Data Mining Customer-Related Subway Incidents

Project Continuation

This is a continuation of an earlier project, and the results of that project can be found in a Research Day paper entitled Data Mining Customer-Related Subway Incidents. Rujul Inamdar (listed as the project's subject matter expert) did most of the data mining work on the earlier project and will serve as a consultant on this project.


We have a large database of train incidence reports from the N.Y. Transit Authority. The data for each incident consists of the time of day, day of week, season (winter, spring, summer, fall), occurring station, occurring Borough (Manhattan, Brooklyn, Bronx, Queens), and the trouble code. A brief summary of the data in the database and some related material are shown in Predictive Model for Customer Related Subway Incidents and Analysis of Service Related Contributory or Causative Factors of Subway Rail Rage.


We want to conduct data mining experiments on the database. We are particularly interested in problems involving train customers, and these involve trouble codes for armed customer, door incident, sick customer, injured customer, unruly customer, vandalism, etc. We will begin by examining the number of different types of incidences over time (from year to year), over seasons, at various stations and Boroughs, etc. By spotting trends and making discoveries in the data, our overall goal is to make improvements in the system of handling incidences and possibly reduce the number of incident occurrences.

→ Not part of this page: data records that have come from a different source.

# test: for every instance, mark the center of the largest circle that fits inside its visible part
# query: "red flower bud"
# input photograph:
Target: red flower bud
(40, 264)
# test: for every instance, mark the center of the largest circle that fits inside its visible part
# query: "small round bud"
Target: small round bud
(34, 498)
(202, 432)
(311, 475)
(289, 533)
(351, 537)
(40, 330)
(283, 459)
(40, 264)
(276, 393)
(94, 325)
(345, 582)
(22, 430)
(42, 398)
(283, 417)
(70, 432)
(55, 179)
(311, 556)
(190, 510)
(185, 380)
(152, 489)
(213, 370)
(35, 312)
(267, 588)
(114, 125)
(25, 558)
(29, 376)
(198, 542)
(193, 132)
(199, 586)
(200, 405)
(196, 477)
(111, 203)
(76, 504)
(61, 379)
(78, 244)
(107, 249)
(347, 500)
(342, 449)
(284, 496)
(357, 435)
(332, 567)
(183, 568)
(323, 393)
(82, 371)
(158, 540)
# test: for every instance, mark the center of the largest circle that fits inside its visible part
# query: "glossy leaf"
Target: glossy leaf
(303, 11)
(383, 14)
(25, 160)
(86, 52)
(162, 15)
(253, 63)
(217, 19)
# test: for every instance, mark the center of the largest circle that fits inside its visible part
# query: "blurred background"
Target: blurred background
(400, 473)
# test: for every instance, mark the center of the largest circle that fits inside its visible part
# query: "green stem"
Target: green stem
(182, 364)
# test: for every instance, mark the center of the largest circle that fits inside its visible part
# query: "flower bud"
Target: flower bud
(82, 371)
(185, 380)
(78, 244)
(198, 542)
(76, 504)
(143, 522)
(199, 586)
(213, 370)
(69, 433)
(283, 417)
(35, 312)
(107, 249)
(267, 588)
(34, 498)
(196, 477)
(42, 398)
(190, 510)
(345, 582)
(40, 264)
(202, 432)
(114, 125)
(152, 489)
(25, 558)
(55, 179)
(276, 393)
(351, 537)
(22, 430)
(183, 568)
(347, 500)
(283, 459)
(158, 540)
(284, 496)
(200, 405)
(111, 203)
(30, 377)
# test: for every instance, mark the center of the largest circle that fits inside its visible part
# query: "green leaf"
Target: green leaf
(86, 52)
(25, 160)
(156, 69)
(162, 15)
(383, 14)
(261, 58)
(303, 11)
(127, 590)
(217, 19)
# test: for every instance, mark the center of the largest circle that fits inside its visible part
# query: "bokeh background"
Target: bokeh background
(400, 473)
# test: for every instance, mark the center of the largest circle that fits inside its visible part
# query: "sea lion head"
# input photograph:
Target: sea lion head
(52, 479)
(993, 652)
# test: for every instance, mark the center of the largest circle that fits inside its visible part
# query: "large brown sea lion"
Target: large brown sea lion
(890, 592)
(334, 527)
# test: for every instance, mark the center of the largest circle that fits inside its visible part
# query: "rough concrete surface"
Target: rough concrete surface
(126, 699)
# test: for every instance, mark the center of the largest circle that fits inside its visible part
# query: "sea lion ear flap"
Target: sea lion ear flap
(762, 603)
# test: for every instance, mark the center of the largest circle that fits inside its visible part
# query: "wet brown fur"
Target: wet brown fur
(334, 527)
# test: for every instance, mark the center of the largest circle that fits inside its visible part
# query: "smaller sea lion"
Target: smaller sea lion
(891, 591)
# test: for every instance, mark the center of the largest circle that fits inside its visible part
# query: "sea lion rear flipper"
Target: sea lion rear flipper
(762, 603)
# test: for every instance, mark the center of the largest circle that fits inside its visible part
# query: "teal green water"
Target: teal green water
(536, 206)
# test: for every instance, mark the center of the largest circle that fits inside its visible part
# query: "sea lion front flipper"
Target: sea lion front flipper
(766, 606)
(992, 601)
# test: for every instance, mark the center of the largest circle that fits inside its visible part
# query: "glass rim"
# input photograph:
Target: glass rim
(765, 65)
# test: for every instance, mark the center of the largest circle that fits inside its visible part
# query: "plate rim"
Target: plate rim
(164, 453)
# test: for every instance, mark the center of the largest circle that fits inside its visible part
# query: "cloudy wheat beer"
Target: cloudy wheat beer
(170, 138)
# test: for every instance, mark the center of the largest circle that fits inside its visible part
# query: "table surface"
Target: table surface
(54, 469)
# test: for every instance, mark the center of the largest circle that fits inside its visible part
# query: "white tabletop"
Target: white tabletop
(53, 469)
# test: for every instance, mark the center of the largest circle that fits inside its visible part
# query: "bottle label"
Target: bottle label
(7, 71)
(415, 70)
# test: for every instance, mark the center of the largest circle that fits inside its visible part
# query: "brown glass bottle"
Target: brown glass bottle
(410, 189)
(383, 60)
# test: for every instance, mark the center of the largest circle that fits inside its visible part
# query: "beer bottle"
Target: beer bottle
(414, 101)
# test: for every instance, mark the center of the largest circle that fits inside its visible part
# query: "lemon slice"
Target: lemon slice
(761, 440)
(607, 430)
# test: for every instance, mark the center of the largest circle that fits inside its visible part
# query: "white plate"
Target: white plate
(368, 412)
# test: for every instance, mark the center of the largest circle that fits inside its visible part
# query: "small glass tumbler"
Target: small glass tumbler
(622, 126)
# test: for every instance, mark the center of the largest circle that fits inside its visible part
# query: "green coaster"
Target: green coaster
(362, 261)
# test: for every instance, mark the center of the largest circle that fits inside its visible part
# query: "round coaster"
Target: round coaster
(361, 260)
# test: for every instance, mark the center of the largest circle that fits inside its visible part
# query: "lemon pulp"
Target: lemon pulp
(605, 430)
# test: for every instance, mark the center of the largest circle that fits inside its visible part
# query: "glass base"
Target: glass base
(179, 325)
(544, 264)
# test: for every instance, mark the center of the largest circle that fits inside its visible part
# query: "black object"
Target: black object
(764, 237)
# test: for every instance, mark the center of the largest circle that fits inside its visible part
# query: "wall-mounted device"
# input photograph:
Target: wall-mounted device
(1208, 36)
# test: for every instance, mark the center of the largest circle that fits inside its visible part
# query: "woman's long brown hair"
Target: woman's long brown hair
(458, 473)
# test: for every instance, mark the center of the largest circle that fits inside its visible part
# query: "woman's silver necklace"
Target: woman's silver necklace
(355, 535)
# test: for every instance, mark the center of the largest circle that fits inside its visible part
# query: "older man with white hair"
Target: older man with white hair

The following is an example scenario that might be investigated. A passenger’s frustration builds while waiting for a train that has been delayed. Upon it’s arrival, the train crew informs the customers of further extensive delays. The customer’s vented displeasure over the perceived poor service escalates from a heated verbal exchange to shoving match and threats of further physical harm against a member of the train crew. Related incidence reports in the database might include a report of customer threats against a member of the train crew. Then, using the time, date, and location of the reported threats, we might mine the database to discover that a train coming into that platform was indeed delayed for over thirty minutes and might have been the source of the customer's anger. On the other hand, an examination of a similar threat might find no obvious poor service that might have caused the anger, perhaps indicating that the customer was likely irritated by a cause unrelated to train service (mental illness, family problems, etc.). By examining a large number of such incidents, we might be able to estimate percentages on the pathways of a Customer Aggression Model.

Through a literature search, we would also like to obtain a comparison of how such incidents are monitored and handled by all the large metropolitan metro systems (London, Berlin, Moscow, Paris, Tokyo, Shanghai, etc.).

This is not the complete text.